Posts Tagged ‘3% down’

LPMI Loans – What are they?

May 5, 2015

blog-author-clayjeffreys3

LPMI loans, or Lender Paid Mortgage Insurance, is a loan program that does not require a borrower to make monthly mortgage insurance payments regardless of the size of the down payment. A borrower can make a 3%, 5%, etc. down payment and not make monthly mortgage insurance payments.

Sound too good to go be true? Maybe. There is a catch. In exchange for not making a monthly mortgage insurance payment, the borrower agrees to a higher interest rate on the loan. The lender takes that higher interest rate and purchases a onetime up-front mortgage insurance premium at closing – thus Lender Paid mortgage insurance.

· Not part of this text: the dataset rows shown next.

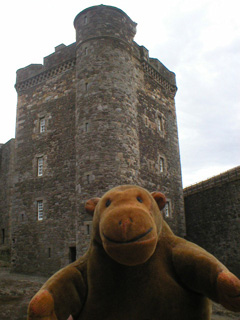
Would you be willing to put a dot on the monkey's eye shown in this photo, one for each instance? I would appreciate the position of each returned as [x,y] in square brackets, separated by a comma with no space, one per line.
[108,202]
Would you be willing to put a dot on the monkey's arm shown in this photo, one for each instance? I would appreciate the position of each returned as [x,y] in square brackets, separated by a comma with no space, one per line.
[61,296]
[201,272]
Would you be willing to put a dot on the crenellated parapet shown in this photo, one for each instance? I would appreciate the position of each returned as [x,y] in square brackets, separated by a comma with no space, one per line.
[225,177]
[62,60]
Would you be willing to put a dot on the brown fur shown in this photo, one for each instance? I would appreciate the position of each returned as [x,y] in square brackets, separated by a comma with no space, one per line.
[136,269]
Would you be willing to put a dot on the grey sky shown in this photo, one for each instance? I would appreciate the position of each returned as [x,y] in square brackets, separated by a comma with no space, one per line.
[198,40]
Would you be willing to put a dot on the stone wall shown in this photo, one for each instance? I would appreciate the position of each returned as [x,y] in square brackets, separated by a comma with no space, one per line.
[212,210]
[97,113]
[45,130]
[6,190]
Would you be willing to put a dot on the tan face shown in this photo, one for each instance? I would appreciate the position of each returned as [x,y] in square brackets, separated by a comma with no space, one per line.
[129,222]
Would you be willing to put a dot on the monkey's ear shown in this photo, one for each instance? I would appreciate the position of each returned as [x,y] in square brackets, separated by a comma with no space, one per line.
[91,205]
[160,199]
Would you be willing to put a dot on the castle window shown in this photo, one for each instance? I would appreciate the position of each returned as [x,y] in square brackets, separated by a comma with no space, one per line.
[167,210]
[40,167]
[160,123]
[72,254]
[40,209]
[42,126]
[3,236]
[88,178]
[88,227]
[161,164]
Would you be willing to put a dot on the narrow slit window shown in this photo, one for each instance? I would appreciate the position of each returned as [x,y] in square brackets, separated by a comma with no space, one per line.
[40,209]
[42,126]
[40,167]
[88,178]
[72,254]
[161,164]
[160,123]
[3,236]
[167,210]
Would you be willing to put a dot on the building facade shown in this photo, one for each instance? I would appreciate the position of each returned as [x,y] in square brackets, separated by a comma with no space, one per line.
[98,113]
[212,210]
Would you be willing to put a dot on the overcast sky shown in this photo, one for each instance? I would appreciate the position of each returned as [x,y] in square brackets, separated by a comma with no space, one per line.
[198,40]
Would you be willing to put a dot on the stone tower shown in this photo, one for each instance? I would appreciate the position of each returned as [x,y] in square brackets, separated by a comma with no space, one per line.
[96,114]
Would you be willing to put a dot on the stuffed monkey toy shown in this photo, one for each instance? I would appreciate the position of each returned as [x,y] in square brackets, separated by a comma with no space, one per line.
[136,269]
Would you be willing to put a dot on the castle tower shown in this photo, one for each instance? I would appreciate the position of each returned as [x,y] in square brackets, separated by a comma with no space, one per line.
[98,113]
[107,147]
[126,129]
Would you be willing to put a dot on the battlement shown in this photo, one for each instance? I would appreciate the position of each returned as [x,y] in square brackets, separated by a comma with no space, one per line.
[225,177]
[60,61]
[104,21]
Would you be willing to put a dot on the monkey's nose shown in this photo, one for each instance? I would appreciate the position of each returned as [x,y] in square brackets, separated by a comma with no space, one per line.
[125,224]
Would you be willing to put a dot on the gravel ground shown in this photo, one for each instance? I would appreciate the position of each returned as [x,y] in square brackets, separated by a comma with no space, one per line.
[16,290]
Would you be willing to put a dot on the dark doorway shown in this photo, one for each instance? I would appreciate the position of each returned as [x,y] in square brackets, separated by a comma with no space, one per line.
[72,254]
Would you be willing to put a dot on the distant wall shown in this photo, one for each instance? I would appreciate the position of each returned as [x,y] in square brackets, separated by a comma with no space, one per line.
[212,210]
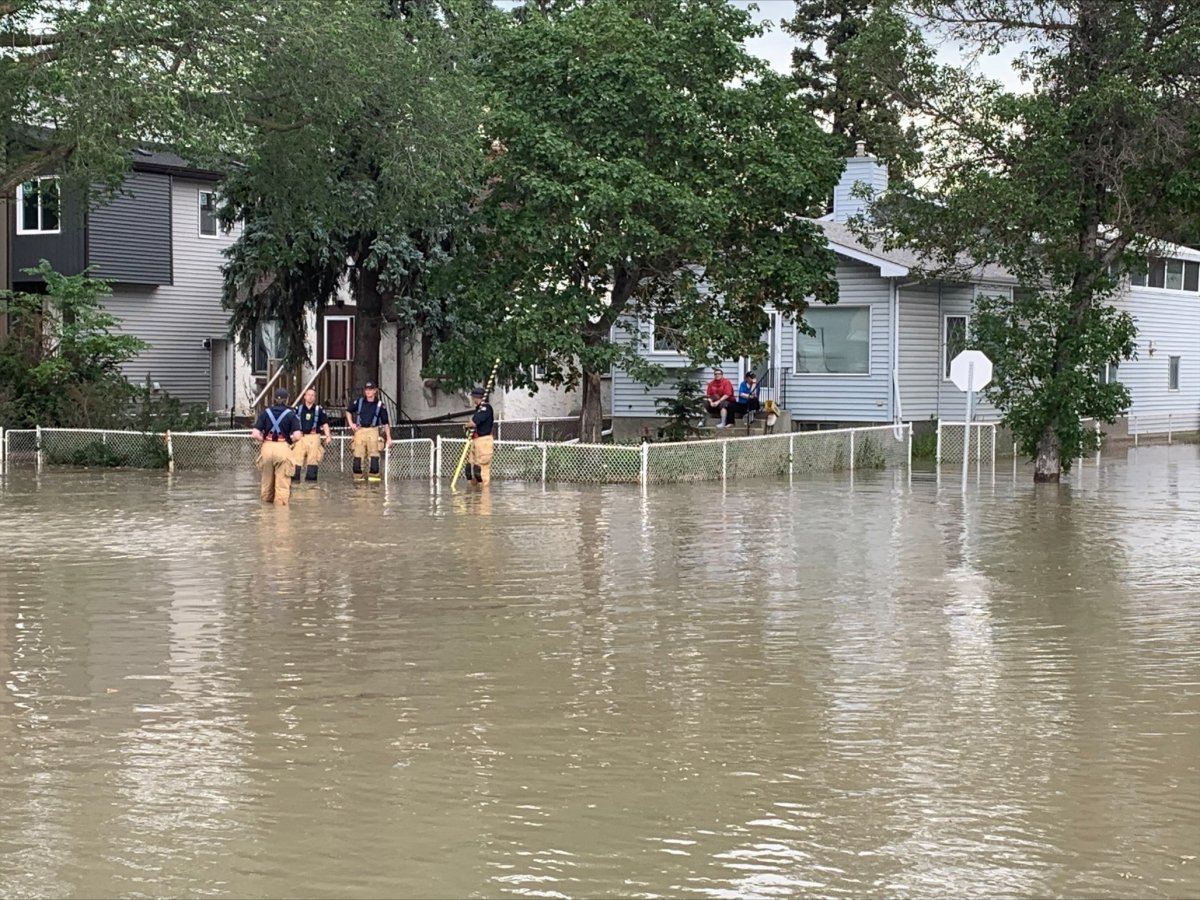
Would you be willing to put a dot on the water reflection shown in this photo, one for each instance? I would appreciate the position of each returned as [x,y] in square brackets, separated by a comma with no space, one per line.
[759,690]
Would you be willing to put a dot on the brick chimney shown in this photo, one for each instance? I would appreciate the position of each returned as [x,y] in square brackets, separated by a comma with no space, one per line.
[859,168]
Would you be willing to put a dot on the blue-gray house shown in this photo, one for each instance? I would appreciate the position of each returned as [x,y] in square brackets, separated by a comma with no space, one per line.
[881,354]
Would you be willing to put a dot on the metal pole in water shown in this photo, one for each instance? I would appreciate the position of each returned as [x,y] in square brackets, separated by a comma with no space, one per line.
[966,438]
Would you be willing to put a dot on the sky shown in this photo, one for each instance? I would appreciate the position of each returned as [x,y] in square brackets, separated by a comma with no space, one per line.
[775,47]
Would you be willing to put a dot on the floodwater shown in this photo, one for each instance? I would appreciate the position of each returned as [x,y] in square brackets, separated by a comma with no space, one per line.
[868,688]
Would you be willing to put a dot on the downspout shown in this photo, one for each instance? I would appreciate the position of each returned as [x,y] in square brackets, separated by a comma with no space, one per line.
[897,405]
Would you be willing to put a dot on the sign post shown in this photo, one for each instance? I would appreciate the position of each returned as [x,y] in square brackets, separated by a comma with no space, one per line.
[970,371]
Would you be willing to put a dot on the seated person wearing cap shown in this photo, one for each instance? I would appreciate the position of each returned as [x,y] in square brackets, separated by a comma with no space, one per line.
[719,399]
[748,397]
[365,417]
[483,444]
[276,430]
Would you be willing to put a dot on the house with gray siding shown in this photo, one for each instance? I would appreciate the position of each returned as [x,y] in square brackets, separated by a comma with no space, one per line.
[159,244]
[881,354]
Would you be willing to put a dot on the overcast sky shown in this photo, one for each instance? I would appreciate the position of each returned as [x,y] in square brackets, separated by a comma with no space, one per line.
[775,47]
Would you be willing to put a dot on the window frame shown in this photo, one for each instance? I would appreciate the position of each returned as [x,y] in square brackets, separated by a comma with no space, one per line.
[21,207]
[653,319]
[946,340]
[870,341]
[199,214]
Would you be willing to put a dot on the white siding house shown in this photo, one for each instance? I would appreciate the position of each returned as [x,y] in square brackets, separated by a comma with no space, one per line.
[882,353]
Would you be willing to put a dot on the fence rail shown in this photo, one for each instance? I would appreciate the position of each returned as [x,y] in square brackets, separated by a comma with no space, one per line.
[540,461]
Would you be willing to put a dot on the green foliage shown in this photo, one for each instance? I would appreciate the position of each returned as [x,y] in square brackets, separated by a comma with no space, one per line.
[924,445]
[1065,185]
[60,364]
[684,409]
[634,148]
[1023,336]
[363,157]
[845,65]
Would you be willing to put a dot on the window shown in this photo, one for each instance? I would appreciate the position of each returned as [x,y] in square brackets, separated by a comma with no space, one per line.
[666,334]
[954,341]
[208,214]
[261,354]
[1168,275]
[840,342]
[37,207]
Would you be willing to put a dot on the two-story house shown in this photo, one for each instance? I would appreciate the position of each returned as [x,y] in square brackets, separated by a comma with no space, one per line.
[160,246]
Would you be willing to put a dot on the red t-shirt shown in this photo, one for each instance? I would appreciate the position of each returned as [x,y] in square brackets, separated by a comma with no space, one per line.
[720,388]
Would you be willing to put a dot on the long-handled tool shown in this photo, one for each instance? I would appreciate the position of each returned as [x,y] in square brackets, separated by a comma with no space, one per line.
[466,447]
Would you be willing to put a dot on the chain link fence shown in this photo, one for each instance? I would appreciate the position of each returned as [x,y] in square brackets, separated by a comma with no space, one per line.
[984,443]
[540,461]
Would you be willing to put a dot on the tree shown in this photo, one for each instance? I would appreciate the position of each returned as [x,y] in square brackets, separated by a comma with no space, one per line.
[1066,185]
[642,166]
[845,66]
[60,361]
[367,147]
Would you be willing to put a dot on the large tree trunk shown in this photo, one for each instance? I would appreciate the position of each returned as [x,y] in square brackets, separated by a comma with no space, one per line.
[1048,466]
[367,325]
[592,417]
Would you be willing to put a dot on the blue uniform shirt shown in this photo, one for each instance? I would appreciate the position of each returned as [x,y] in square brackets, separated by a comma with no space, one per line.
[285,417]
[312,419]
[367,414]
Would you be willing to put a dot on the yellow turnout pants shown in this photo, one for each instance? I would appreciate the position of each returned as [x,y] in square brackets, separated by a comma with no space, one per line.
[309,451]
[275,465]
[366,445]
[480,456]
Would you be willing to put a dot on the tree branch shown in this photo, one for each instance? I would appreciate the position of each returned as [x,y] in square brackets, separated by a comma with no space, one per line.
[23,39]
[33,166]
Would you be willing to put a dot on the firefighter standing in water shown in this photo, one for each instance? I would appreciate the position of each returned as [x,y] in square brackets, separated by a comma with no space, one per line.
[483,444]
[366,417]
[276,430]
[315,437]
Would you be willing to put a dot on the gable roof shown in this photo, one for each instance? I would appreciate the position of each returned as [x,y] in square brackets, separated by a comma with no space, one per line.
[899,262]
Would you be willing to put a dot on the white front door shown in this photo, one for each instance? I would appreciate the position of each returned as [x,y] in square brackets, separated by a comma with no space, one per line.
[220,376]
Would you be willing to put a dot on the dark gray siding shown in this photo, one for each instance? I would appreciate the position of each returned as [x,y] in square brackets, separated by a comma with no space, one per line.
[177,318]
[129,239]
[65,250]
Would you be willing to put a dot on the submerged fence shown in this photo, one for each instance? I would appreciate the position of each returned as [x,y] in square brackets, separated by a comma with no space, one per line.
[543,461]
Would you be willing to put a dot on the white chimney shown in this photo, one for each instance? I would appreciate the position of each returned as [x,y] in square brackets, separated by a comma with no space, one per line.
[859,168]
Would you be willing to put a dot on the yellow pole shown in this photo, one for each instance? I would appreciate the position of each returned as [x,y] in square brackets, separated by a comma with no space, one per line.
[466,447]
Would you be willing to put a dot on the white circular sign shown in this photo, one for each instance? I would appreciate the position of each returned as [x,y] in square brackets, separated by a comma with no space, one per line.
[971,371]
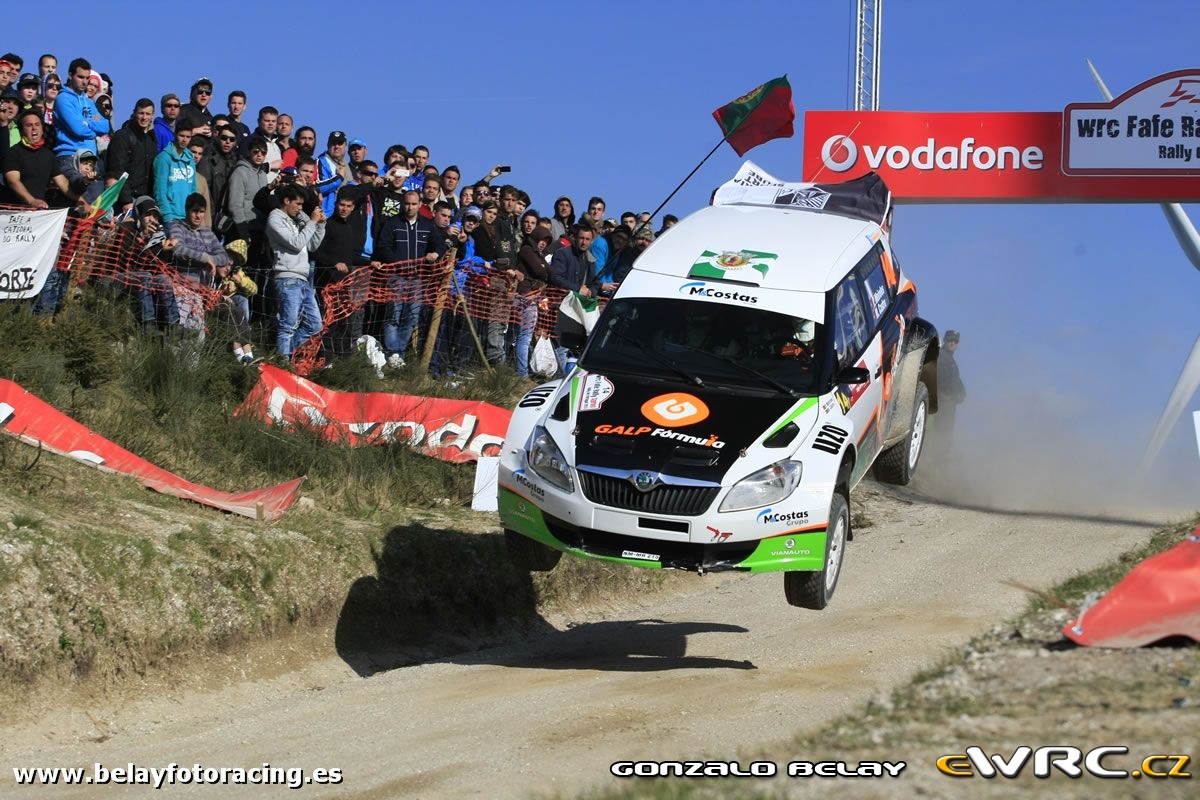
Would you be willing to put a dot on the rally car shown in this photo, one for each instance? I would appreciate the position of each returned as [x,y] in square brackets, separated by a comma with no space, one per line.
[755,364]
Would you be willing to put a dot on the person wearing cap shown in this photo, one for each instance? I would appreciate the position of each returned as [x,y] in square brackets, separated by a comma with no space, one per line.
[132,151]
[77,120]
[951,391]
[196,112]
[267,131]
[174,174]
[333,170]
[293,236]
[358,151]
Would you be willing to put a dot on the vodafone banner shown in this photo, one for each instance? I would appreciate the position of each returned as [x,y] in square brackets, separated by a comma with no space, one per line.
[1143,146]
[40,423]
[455,431]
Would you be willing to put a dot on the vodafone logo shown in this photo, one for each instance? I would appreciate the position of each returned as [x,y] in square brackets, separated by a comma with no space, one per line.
[675,410]
[839,152]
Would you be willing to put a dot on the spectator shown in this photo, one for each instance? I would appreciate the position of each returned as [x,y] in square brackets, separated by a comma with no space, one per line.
[333,170]
[237,104]
[430,192]
[450,178]
[196,112]
[10,133]
[304,146]
[268,121]
[222,158]
[292,236]
[358,150]
[283,130]
[406,238]
[669,222]
[76,118]
[30,167]
[198,252]
[564,217]
[132,151]
[165,125]
[199,146]
[142,242]
[51,88]
[532,275]
[174,174]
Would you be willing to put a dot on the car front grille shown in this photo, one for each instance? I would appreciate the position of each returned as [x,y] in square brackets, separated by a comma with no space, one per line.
[619,493]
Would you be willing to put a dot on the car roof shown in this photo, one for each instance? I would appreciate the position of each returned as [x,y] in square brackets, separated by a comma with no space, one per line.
[814,251]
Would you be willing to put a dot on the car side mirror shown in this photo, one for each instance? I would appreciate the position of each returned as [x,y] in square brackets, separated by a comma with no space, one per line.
[853,376]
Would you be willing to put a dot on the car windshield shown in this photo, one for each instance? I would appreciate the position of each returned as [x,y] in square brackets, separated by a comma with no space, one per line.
[707,343]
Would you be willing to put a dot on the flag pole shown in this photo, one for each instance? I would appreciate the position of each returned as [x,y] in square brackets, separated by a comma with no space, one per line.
[676,190]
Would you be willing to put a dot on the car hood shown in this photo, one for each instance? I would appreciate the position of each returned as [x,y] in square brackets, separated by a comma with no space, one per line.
[635,423]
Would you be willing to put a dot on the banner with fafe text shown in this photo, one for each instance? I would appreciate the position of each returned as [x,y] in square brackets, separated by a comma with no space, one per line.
[29,247]
[1140,146]
[450,429]
[39,423]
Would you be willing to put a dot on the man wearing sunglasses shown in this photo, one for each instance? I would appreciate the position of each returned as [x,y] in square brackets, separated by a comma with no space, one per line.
[197,112]
[132,150]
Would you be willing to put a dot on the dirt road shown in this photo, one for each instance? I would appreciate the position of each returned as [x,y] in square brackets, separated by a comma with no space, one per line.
[711,673]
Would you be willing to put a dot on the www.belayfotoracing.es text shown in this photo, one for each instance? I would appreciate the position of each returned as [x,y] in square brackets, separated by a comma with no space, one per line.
[756,769]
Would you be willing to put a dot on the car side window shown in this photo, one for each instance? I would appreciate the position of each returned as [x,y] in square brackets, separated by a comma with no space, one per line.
[852,329]
[875,286]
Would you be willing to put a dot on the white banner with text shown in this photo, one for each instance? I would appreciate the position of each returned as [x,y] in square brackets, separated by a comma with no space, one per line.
[29,247]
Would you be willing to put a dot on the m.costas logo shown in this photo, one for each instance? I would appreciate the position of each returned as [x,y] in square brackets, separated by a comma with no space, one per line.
[701,289]
[768,516]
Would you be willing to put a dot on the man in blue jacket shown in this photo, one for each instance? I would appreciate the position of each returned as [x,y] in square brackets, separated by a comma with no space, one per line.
[174,175]
[77,120]
[408,238]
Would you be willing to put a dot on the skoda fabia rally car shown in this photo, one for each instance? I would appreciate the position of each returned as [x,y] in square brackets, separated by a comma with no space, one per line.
[754,365]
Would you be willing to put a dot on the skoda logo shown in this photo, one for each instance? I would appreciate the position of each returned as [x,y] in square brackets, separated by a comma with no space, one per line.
[645,481]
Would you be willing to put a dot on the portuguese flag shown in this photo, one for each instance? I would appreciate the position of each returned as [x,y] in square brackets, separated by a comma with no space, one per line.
[760,115]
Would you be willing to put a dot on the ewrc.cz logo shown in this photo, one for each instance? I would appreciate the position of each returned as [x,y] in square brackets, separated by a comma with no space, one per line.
[767,516]
[1062,758]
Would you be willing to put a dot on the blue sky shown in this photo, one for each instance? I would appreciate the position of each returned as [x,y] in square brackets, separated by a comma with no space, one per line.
[1075,318]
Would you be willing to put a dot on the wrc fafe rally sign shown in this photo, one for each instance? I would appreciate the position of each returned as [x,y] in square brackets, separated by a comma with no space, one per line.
[1141,146]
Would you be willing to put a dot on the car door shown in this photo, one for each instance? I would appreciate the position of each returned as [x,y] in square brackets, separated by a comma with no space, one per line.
[857,344]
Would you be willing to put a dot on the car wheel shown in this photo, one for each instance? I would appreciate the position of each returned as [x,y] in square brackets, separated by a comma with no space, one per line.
[815,589]
[528,554]
[898,463]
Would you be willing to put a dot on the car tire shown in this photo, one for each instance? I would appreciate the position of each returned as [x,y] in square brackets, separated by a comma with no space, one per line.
[528,554]
[815,589]
[898,463]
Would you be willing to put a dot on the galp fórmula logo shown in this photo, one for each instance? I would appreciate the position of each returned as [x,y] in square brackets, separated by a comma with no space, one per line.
[675,410]
[839,152]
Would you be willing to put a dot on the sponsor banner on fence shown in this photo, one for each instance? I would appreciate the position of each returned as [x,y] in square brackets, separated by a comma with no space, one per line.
[455,431]
[29,247]
[36,422]
[1143,146]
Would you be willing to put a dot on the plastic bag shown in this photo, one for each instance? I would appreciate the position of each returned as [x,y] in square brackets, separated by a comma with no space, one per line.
[541,360]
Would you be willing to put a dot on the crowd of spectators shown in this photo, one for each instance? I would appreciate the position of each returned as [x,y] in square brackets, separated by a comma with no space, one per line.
[269,221]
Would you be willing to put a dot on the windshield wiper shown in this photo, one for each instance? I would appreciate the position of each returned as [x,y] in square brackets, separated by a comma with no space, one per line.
[661,359]
[761,376]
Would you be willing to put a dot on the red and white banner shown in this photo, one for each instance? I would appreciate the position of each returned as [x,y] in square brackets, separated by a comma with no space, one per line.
[455,431]
[36,422]
[1143,146]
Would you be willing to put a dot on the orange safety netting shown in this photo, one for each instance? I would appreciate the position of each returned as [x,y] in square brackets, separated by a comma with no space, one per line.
[107,252]
[431,287]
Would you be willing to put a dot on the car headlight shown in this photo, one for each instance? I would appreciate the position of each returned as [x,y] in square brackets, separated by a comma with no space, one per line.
[768,485]
[549,462]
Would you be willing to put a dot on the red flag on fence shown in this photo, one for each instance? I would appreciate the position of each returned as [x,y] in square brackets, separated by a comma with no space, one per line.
[760,115]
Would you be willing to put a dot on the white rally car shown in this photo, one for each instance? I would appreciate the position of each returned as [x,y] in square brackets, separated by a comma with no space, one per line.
[755,364]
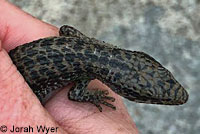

While the lender is technically paying the mortgage insurance, the borrower is really paying it through a higher rate. Does it make sense to use a LPMI loan?

If the goal is a lower payment, the answer is “yes.” When using an LPMI loan, the monthly payment will be lower than having a loan with a lower interest rate but paying monthly mortgage insurance.

Next time, I’ll discuss a couple of items to evaluate when considering a LPMI loan. In the meantime, if you’d like to know more about it, contact me today. I can help get you started on the path to home ownership.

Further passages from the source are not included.